Disco: “Le Voyage Dans La Lune”, Air

/ Por: Cleber Facchi 02/02/2012

Air
French/Electronic/Ambient
http://en.aircheology.com/


Por: Cleber Facchi


Era inverno no hemisfério norte quando o primeiro trabalho da dupla francesa Air presenteou o mundo com doses suaves de sintetizadores calorosos e nostálgicos. O resgate dos teclados atmosféricos que marcaram a década de 1970, um fino toque voluptuoso, além do fluxo vanguardista contribuíram para que Nicolas Godin e Jean-Benoît Dunckel estabelecessem todas as regras e estratégias para o retrô-futurista Moon Safari, disco que não apenas trouxe uma carga de inovação para o “movimento” ChillOut (estilo muito em voga naquele instante), como serviu para despertar o público sobre o que acontecia na produção musical da França naquele momento.

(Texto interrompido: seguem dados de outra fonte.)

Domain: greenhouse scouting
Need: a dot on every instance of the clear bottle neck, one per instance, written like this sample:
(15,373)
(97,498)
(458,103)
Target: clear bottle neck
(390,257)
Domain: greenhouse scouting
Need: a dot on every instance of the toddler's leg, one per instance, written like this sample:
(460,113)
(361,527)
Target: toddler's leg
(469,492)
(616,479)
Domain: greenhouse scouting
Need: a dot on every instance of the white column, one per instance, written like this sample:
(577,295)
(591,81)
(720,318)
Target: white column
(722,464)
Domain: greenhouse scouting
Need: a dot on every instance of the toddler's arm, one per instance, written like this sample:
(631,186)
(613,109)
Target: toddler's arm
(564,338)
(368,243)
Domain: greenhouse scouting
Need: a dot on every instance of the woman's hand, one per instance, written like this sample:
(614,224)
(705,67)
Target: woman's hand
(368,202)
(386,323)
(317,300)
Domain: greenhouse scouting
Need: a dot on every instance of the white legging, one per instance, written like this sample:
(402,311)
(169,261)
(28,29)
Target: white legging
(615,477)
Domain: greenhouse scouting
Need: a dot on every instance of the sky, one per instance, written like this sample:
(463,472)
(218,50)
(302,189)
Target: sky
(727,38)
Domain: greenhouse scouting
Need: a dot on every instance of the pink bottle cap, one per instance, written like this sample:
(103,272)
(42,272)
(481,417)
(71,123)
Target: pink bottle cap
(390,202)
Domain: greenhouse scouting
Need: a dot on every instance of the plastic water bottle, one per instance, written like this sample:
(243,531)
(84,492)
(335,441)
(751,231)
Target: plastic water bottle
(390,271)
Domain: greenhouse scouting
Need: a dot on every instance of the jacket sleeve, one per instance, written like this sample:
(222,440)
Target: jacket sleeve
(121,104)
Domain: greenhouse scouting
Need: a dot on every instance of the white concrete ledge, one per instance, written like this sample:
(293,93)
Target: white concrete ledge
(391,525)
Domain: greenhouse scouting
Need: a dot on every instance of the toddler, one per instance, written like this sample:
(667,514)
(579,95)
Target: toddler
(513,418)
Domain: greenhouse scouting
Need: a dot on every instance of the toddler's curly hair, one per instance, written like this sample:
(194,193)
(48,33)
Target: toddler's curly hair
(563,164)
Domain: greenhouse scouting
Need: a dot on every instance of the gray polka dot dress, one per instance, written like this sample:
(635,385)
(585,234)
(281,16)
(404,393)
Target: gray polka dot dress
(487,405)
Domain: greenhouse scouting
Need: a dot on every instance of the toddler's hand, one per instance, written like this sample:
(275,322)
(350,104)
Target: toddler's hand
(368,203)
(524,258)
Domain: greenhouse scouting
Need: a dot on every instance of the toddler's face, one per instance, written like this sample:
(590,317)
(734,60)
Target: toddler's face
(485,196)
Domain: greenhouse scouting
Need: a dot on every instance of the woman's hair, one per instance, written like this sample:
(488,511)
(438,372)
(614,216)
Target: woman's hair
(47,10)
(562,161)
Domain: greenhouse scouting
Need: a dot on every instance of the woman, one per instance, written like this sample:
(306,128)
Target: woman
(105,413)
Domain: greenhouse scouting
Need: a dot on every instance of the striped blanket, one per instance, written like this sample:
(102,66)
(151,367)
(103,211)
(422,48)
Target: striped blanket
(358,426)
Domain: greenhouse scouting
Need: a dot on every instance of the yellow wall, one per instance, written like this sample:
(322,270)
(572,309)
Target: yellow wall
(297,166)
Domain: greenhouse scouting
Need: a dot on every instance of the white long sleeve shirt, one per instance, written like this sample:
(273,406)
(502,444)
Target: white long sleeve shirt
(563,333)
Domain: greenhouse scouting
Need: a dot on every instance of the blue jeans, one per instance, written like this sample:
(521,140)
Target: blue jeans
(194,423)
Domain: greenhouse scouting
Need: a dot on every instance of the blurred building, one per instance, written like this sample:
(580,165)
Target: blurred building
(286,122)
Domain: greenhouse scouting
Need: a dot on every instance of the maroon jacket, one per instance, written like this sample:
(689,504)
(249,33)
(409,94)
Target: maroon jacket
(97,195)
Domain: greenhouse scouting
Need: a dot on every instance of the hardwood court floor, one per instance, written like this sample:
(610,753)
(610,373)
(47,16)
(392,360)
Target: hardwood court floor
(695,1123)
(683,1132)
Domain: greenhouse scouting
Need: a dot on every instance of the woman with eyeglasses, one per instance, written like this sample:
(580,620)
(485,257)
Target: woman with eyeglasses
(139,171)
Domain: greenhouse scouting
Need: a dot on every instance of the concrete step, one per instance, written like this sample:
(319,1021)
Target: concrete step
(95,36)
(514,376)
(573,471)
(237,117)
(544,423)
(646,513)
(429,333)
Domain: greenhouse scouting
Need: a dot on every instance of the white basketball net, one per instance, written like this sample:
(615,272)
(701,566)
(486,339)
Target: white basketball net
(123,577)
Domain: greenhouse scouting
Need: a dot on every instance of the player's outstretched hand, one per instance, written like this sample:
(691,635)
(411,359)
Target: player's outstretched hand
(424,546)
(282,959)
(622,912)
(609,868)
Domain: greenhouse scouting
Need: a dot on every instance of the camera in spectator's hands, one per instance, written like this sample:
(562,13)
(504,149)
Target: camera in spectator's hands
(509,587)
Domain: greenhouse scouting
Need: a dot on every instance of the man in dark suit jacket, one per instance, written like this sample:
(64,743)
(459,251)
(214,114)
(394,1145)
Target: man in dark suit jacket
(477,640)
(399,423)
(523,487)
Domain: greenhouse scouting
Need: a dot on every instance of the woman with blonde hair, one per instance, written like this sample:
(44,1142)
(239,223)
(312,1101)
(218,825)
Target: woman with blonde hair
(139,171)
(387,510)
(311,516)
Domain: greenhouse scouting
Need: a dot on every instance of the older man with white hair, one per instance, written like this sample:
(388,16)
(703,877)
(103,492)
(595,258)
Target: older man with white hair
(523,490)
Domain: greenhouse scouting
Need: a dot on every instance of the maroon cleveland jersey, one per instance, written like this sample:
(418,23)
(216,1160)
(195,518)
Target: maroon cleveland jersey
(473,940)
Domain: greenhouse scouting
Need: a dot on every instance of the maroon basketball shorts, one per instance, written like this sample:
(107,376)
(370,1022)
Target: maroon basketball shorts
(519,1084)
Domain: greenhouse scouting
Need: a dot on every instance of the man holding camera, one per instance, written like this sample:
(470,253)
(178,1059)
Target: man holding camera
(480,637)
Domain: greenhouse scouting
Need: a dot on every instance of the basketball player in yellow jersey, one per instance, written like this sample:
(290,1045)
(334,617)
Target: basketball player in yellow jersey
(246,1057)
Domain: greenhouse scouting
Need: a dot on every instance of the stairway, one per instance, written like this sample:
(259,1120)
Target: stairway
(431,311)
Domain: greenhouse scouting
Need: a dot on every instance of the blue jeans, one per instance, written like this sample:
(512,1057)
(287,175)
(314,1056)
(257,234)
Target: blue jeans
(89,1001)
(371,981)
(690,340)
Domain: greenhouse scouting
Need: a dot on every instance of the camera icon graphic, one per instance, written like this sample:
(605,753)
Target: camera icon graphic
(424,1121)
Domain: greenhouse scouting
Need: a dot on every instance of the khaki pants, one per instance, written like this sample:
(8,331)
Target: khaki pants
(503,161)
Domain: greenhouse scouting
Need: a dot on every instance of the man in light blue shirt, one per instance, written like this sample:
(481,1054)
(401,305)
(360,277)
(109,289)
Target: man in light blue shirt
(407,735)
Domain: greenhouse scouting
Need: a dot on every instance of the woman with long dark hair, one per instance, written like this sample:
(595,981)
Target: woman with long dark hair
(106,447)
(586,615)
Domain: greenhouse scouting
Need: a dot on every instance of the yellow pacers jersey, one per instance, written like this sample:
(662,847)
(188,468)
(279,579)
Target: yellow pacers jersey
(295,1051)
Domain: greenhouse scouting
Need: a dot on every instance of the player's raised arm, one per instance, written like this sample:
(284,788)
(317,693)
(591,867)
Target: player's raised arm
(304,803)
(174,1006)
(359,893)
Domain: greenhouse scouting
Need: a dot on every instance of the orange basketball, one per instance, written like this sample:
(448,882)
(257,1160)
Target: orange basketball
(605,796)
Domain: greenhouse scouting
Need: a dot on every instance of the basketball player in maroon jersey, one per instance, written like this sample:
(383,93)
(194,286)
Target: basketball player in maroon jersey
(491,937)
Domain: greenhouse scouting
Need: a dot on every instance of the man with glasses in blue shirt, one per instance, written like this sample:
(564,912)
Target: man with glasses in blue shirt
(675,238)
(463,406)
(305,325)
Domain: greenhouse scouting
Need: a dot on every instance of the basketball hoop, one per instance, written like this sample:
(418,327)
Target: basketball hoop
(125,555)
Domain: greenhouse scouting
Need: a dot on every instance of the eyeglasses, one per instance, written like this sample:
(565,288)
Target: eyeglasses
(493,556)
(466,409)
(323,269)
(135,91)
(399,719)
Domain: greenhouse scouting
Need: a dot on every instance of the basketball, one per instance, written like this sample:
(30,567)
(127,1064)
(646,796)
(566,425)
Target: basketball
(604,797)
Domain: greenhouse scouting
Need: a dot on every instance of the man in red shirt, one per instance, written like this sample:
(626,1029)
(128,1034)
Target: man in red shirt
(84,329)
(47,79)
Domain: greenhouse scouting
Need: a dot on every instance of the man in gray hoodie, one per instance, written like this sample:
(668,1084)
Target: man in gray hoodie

Oito décadas antes, em 1902, no mesmo epicentro cultural, o cineasta Georges Méliès também revolucionaria – não com música, mas com imagens. Nascido em Paris no ano de 1888, o diretor prenderia o curioso público da época em uma viagem de mais de 14 minutos que aproximaria a Terra da Lua. Através do curta Le Voyage Dans La Lune, Méilès romperia com as barreiras do mundo físico, transportando os espectadores através de um passeio mágico (e carregado de experiências místicas), revelando seres fantásticos, paisagens intralunares e todo um conjunto de formas e referências que além de eternizar o diretor como um dos grandes figurões da sétima arte, acabariam servindo de base para uma infinidade de trabalhos futuros e projetos, inclusive, além dos limites das telas de cinema.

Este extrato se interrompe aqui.